Wandeto v Nderi t/a Nderi & Kiingati Advocates [2024] KEHC 14099 (KLR)
Full Case Text
Wandeto v Nderi t/a Nderi & Kiingati Advocates (Civil Appeal 5 of 2015) [2024] KEHC 14099 (KLR) (14 November 2024) (Ruling)
Neutral citation: [2024] KEHC 14099 (KLR)
Republic of Kenya
In the High Court at Nyeri
Civil Appeal 5 of 2015
DKN Magare, J
November 14, 2024
Between
John Mwangi Wandeto
Appellant
and
James N Nderi T/A Nderi & Kiingati Advocates
Respondent
Ruling
1. There are lies, damn lies and statistics, and now this case. The only reason the matter is in court is because, someone is unable to accept the words that ring true to date, as postulated in the American declaration of independence that they ‘hold these truths to be self-evident, that all men are created equal, that they are endowed by their Creator with certain unalienable rights, that among these are life, liberty and the pursuit of happiness.’
2. How can the truth be self-evident and it has refused to be in this matter? In another era, the French held to their firm believe in Liberté, égalité, fraternité, that is liberty, equality, fraternity. Liberty does not include the right to do whatever one needs, as doing so, will lead to a state of nature. According to Thomas Hobbes, the state of nature was like an existence where each man lives for himself characterized by extreme competition and where no one looks out for another. In that connection, the life of man will be solitary, poor, nasty, brutish, and short.

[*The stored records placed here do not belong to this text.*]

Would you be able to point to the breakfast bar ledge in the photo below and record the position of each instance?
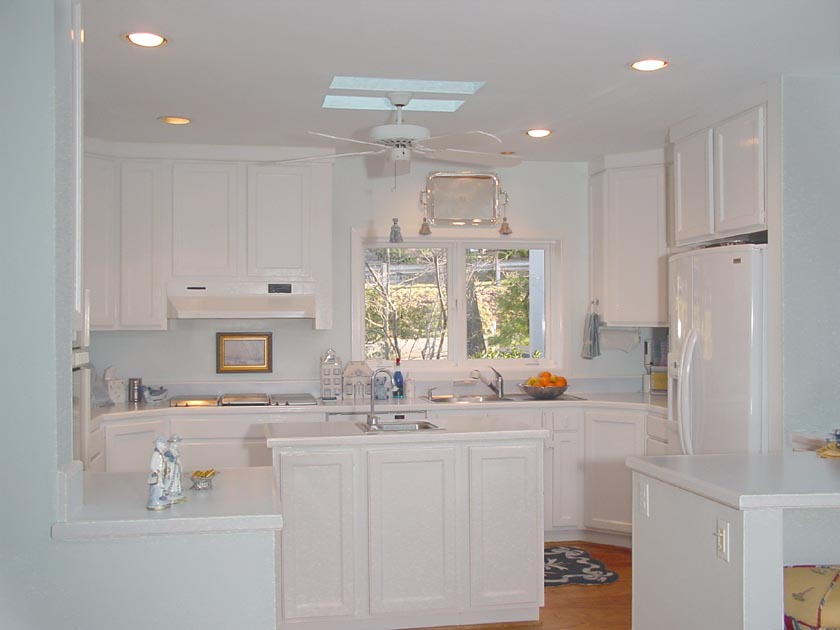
(114, 506)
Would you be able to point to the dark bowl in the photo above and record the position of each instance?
(542, 393)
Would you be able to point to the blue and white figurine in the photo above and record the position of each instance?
(172, 476)
(158, 500)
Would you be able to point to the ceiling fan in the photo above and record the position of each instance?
(401, 142)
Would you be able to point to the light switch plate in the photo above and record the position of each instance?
(644, 498)
(722, 539)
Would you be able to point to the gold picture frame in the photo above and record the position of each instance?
(243, 352)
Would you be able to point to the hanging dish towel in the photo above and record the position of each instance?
(591, 336)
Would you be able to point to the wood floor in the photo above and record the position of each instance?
(588, 607)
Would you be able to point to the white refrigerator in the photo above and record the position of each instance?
(716, 371)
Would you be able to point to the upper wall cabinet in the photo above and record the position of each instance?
(628, 240)
(125, 258)
(169, 224)
(719, 180)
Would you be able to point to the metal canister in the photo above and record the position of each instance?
(134, 389)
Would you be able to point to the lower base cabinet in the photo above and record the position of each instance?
(398, 537)
(610, 437)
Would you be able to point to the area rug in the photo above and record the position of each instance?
(570, 565)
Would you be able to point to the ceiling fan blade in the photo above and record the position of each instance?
(328, 157)
(463, 140)
(353, 140)
(472, 157)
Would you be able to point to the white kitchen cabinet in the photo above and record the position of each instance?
(412, 497)
(125, 257)
(205, 220)
(129, 445)
(719, 180)
(628, 240)
(101, 240)
(563, 460)
(318, 543)
(503, 530)
(739, 173)
(610, 437)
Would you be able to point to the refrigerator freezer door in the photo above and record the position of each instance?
(725, 393)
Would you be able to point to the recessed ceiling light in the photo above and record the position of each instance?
(380, 103)
(174, 120)
(539, 133)
(405, 85)
(649, 65)
(147, 40)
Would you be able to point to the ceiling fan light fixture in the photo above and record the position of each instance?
(174, 120)
(145, 40)
(538, 133)
(649, 65)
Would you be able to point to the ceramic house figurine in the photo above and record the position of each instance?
(172, 476)
(157, 470)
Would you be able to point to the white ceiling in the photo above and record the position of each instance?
(256, 71)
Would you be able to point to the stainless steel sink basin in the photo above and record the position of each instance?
(474, 398)
(466, 399)
(399, 427)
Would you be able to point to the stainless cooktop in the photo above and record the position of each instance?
(244, 400)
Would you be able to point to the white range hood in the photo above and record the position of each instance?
(239, 301)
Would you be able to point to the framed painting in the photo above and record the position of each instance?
(243, 352)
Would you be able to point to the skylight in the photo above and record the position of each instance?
(333, 101)
(414, 86)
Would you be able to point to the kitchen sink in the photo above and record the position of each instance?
(470, 398)
(399, 427)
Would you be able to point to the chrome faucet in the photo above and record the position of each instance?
(373, 419)
(498, 387)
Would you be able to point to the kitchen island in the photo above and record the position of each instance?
(712, 534)
(401, 530)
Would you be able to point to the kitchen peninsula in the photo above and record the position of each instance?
(409, 529)
(712, 533)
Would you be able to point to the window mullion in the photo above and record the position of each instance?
(458, 309)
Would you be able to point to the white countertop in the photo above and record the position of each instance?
(114, 506)
(294, 434)
(772, 480)
(645, 402)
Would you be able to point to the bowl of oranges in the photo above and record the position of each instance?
(544, 386)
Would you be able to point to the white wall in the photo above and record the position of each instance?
(810, 253)
(548, 201)
(212, 581)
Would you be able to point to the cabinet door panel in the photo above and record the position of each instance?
(128, 446)
(278, 221)
(317, 556)
(141, 295)
(566, 481)
(101, 240)
(412, 528)
(693, 189)
(739, 178)
(609, 439)
(636, 263)
(204, 227)
(505, 537)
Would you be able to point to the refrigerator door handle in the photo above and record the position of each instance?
(684, 416)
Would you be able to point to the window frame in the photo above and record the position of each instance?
(456, 294)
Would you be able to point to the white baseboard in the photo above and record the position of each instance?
(589, 535)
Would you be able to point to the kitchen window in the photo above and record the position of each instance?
(451, 302)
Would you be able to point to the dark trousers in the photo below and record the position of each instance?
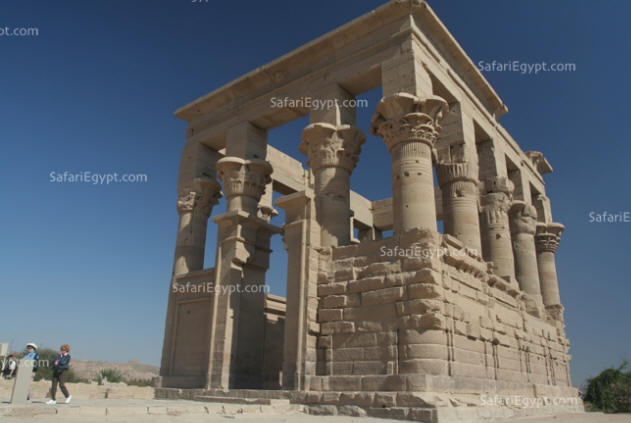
(59, 378)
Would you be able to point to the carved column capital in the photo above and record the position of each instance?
(404, 117)
(548, 236)
(244, 177)
(523, 218)
(327, 145)
(205, 194)
(495, 206)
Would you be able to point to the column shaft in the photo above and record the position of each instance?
(237, 336)
(409, 126)
(333, 152)
(497, 245)
(460, 203)
(523, 221)
(547, 241)
(194, 209)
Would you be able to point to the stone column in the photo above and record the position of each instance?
(297, 229)
(523, 223)
(547, 241)
(409, 126)
(194, 210)
(333, 152)
(496, 236)
(459, 186)
(238, 320)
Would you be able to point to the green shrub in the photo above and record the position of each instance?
(610, 391)
(111, 375)
(138, 382)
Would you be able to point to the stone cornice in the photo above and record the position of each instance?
(276, 73)
(452, 172)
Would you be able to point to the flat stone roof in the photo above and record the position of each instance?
(272, 74)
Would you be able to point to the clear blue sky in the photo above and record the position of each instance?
(89, 264)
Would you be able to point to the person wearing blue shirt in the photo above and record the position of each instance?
(60, 365)
(31, 354)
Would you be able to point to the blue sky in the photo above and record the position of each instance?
(89, 265)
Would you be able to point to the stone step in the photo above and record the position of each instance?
(237, 400)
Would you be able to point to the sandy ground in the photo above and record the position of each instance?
(294, 418)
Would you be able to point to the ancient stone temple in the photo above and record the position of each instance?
(418, 325)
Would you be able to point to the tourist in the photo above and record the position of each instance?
(31, 354)
(60, 367)
(9, 371)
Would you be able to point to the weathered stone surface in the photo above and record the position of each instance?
(401, 327)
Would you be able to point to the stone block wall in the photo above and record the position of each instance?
(421, 313)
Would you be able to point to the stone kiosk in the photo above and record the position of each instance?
(455, 331)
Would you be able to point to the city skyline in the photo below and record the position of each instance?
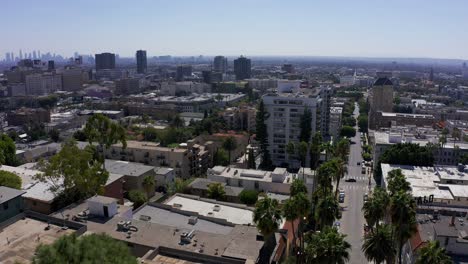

3. This matter has totally refused to go and has been unable to deal with what we knew, as a functus officio. The Court of Appeal in Telkom Kenya Limited vs. John Ochanda (Suing on his own behalf and on behalf of 996 Former Employees of Telkom Kenya Limited) [2014] eKLR held that: -“Functus officio is an enduring principle of law that prevents the re-opening of a matter before a court that rendered the final decision thereon…The doctrine is not to be understood to bar any engagement by a court with a case that it has already decided or pronounced itself on. What it does bar is a merit-based decisional re-engagement with the case once final judgment has been entered and a decree thereon issued. There do therefore exist certain exceptions and these have been captured thus in Jersey Evening Post Limited vs A1 Thani [2002] JLR 542 at 550: also cited and applied by the Supreme Court;“A court is functus when it has performed all its duties in a particular case. The doctrine does not prevent the court from correcting clerical errors nor does it prevent a judicial change of mind even when a decision has been communicated to the parties. Proceedings are only fully concluded, and the court functus, when its judgment or order has been perfected. The purpose of the doctrine is to provide finality. Once proceedings are finally concluded, the court cannot review or alter its decision; any challenge to its ruling or adjudication must be taken to a higher court if that right is available.”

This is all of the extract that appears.